Webster himself was a lawyer. Many politicians went into law as a way to get into politics, but Webster seemed to actually be a lawyer first, politician second. He actually should be better known as a lawyer before the Supreme Court. Here are a few of the cases he argued, many of which are still regarded as important today. The Grotius, The St. Lawerence, Dartmouth College v. Woodward, Sturges v. Crowninshield, McCulloch v. Maryland, Cohens v. Virginia, Gibbons v. Ogden, Charles River Bridge Case, Vidal v. Girard’s Executors, Thurlow v. Massachusetts. Those really are just the important ones mentioned. I believe it was said he argued five cases a year before the high court on average. As one might guess, he won most of his cases in front of the Marshall court, but lost most of his cases in front of Taney court. Webster was a terrific lawyer, and thus was a very rich man. It is said he made enough fortune for a dozen lifetimes, but spent two dozen fortunes during his lifetime.

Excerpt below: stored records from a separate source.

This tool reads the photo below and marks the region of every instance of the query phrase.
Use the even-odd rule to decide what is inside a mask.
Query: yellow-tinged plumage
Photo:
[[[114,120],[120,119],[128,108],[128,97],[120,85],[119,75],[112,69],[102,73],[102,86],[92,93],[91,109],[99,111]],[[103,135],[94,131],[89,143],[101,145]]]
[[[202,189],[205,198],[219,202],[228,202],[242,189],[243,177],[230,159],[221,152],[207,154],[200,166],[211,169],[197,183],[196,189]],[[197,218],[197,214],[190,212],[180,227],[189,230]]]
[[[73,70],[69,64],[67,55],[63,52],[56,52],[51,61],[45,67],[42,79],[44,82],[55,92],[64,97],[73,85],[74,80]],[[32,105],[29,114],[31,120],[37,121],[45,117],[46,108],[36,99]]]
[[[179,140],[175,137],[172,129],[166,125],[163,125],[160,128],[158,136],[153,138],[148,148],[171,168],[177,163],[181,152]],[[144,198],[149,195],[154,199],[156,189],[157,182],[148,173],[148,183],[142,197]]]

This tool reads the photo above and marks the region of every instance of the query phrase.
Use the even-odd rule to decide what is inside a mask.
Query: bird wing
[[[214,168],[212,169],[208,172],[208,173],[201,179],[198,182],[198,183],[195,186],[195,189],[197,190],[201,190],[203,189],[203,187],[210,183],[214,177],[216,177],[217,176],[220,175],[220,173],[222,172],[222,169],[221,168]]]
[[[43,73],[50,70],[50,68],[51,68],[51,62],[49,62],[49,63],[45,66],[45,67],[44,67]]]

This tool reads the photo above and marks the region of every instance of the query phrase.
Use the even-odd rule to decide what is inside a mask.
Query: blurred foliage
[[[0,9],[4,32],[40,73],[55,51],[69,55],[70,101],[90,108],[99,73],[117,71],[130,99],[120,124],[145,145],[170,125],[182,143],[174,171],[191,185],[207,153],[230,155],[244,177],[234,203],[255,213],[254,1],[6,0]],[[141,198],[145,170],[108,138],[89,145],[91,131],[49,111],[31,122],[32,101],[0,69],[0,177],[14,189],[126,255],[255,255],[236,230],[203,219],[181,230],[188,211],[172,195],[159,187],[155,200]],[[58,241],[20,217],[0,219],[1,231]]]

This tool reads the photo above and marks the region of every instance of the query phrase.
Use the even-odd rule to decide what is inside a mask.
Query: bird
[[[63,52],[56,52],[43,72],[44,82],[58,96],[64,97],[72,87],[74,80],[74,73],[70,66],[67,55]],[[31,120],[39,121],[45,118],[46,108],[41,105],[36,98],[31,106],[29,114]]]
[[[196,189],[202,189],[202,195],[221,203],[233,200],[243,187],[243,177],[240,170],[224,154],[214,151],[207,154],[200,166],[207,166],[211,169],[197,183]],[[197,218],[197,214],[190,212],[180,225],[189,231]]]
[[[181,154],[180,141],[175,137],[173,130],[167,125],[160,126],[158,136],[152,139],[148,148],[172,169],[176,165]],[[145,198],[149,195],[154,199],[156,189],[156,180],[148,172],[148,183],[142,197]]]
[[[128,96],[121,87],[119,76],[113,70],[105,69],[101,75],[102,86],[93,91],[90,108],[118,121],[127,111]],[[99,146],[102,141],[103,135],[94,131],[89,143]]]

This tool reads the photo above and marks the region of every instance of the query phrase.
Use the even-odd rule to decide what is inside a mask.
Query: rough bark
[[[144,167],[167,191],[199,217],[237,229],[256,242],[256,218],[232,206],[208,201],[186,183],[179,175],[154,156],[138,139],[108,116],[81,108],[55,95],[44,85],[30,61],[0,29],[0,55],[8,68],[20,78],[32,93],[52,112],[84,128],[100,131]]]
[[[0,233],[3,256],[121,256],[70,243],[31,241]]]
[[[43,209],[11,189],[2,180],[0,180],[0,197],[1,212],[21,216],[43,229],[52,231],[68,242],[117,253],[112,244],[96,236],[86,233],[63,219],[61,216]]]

Webster was also a wonderful orator. His fame actually began because of the wonderful speeches he could make. He was constantly asked to give speeches on July 4th and Bunker Hill day, and that led to speeches in the court room, and finally his claim to fame in the Senate were the powerful speeches he made. In fact, for a person known as one of the five greatest Senators of all time, and the only one of the three to have a statue outside in Washington D.C., he was actually a very poor Senator. He made speeches about Union that still ring through the ages, but he never sponsored or wrote any legislation that had any significance. He authored a few judicial bills, but that was about it. His only task was to argue for or against other people’s bills. He was a disaster at leading parties and playing politics. He single-handedly cost the Whigs the election of 1852. He also refused to serve as the Vice President for William Henry Harrison because he considered himself better than Harrison, and to be second to such a man would be an insult. This was an election they were guaranteed to win. Harrison of course served for President for one month before dying, which means Webster would have been President. He also never outlived the charge of adultery because he was a licentious man without any doubt.

Webster did do some good as Secretary of State in the two terms he served in that position. He opened up trade with China, Japan, and recognized the independence of Hawaii. He also settled the disputed boarder of Maine and Wisconsin, a debate that had lasted 50 years. But he also sold offices to make money for himself and his constant need. He had a few failures his second time around, but some of that could be attributed to his declining health (he resigned and died shortly thereafter). He also did some work on opening up more trade with Latin America.

Yet, Webster was mostly a man without a party. He was a leading figure in both the National Republican Party and the Whig Party, but he was really a Federalist. That party collapsed shortly after he joined Congress leaving Webster as a man without a party for the rest of his life. Webster’s ‘liberty and union, now and forever, one and inseparable’ ideals cost him national popularity. At first it cost him popularity in the South when he opposed Nullification and State’s Rights, but it would later cost him popularity in the North when he refused to become an abolitionist. It was really the only principle that Webster held onto his entire life.

Webster was a fascinating man with huge flaws. While I think he does not quite deserve the praise heaped upon him by history, one cannot truly understand the period without knowing more about ‘Black Dan’ or the ‘Godlike' Daniel Webster.